Hace algo más de un año, en este sentido, otra investigadora, Gabriela Niemeyer Reissig (Universidad Federal de Pelotas, Brasil) explicaba a Newtral.es que “olvidamos que los frutos de una planta son partes vivas y semiautónomas de sus plantas madre, mucho más complejas de lo que pensamos actualmente. Se comunican con la planta, informándole sobre lo que están experimentando, tal como lo hacen las hojas normales”.

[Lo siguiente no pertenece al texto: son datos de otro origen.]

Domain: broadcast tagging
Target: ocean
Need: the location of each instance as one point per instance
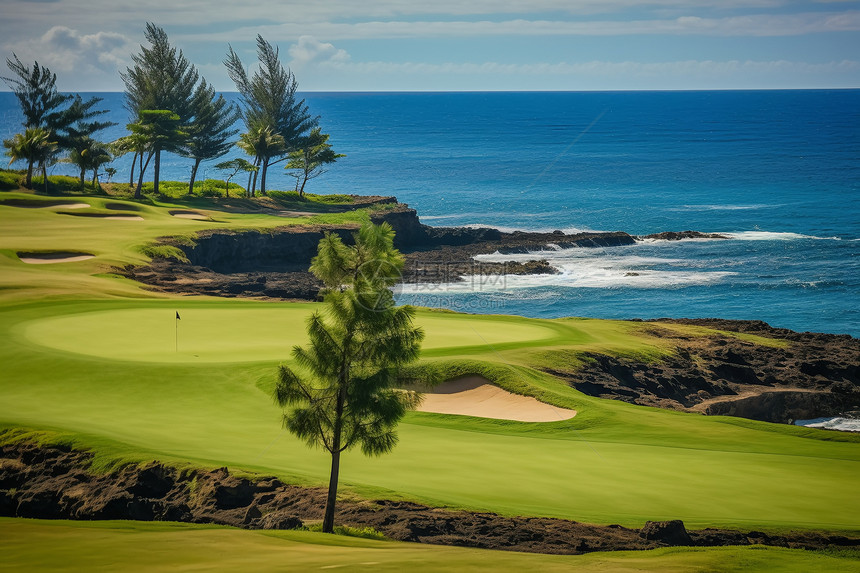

Niemeyer recordaba que autores como Stephano Mancuso, “el doctor Trewavas y otros definen la inteligencia como la capacidad de resolver problemas, que es una definición bien aceptada, y la respaldamos”. En ese sentido, “las plantas se enfrentan constantemente a desafíos. La inteligencia permite a los organismos ‘improvisar‘ en condiciones variables y sortear problemas de alguna manera ‘creativa”.
Estos trabajos suponen no solo un gran avance en ciencia básica, descubriendo nuevos mecanismos implicados en la capacidad de adaptación al entorno y la resiliencia de los árboles, sino también en ciencia aplicada, puesto que muchas de estas moléculas se podrán emplear como biomarcadores.
“Los biomarcadores permitirán seleccionar aquellos individuos que puedan adaptarse mejor a localizaciones concretas y, además, proporcionan una información relevante para evaluar en tiempo real el estado fisiológico de nuestros bosques. Son una pieza clave para mejorar su gestión y sostenibilidad en el actual contexto de cambio climático”, concluye Mónica Meijón, profesora titular de Fisiología Vegetal de la Universidad de Oviedo.